To those of us who had marched, been arrested and done all that was in our feeble power to end the war, Kerry was a hero. He had the credentials and the guts to add his voice to the imperative of halting the war and returning the country to sanity. But it was hard. "America—love it or leave it" was the conservative imperative. For those of us who loved our country, but wanted to fix it rather than leave it, the times were poisonous.
Now when I watch the Nixon attack-pawn O'Neill re-wound and sent out to bluster for Bush, talking about the Swift Boat Veterans, scrutinizing and distorting John Kerry's war record through the lens of 21st-century history redux with obfuscated parsing of unprovable details, I see the faces of leering bigots with dogs and riot police who shot to kill college students. And I remember what was so galvanizing about the 1960s: We spoke out individually, then coalesced into a powerful life-changing movement, led by people's heroes—unlikely men like Medgar Evers and Martin Luther King and women like Rosa Parks and Fannie Lou Hamer. All of whom could have lived quiet lives out of harm's way, as so many did, but who chose instead to speak out in order to right horrible wrongs. We were idealists, not ideologues, and we have lived long enough to see our ideas made real.

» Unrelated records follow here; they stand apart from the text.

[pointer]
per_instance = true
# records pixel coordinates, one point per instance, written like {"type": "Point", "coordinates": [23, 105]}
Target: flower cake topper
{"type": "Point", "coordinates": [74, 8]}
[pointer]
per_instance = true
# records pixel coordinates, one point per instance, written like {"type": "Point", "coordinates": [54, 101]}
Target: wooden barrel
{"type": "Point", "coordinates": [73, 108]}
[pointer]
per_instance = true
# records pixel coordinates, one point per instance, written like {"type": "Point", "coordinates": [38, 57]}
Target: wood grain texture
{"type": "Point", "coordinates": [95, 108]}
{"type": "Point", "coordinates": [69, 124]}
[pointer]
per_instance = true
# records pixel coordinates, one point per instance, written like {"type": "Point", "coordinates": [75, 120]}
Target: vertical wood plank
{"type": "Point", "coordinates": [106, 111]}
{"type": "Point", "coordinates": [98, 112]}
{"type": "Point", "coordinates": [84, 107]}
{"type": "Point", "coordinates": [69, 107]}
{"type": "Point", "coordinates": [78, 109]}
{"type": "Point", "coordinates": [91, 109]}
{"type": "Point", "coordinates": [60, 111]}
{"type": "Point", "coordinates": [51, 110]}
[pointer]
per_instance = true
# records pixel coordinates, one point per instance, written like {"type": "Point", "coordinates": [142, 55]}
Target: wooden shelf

Societal upheaval creates its own leaders—people thrust into the spotlight, not because they sought it but because they are caught like rabbits in the headlights of history. Our leaders in the '60s were not solicited as O'Neill's group is. Our leaders paid a horrible price in personal pain, emotional turmoil, persecution and even death; they paid a price in social ostracism, loss of closely held friendships, economic hardship and disruption of their lives.
Our country is better today than it was then because people like Kerry spoke their conscience. But now the Swift Boat Veterans are denying the truth of those former times, rewriting history to suit the re-election needs of a struggling candidate and doing it on a Republican bankroll. How many millions did it take before O'Neill et al found their convictions?
When Nixon died and his reputation was being resurrected in hindsight by smug-faced conservatives who said the Vietnam War could have been won if not for the anti-war movement giving aid and comfort to the enemy, I laughed out loud. Didn't we win the Cold War despite abandoning the one in Vietnam, by taking a different approach? Didn't we overcome the humbling lack of a military victory in Vietnam because the people of the United States forced retreat and made it possible for us to regain the moral high ground in the world community? The Communist dominoes toppled, but not onto us as Kennedy and Johnson and Nixon had predicted.
So why are Republican ideologues being allowed to rewrite history and make John Kerry a traitor? Can't they ever take responsibility for making a mess of things? Or even for dodging military service at a time when so many (but not John Kerry) did? Must they always sell the truth to obtain the perception of right? They seem compelled to rush into a cesspool of Shakespearean-sized fiction like freshly barbered lemmings.
Ruth Campbell Williams is the co-author, with Jeff Durstewitz, of "Younger Than That Now, A Shared Passage from the 60s" (Bantam/Doubleday/Dell, 2000). She is a regular contributor to the Jackson Free Press and a freelance writer. She lives in Flora, Miss.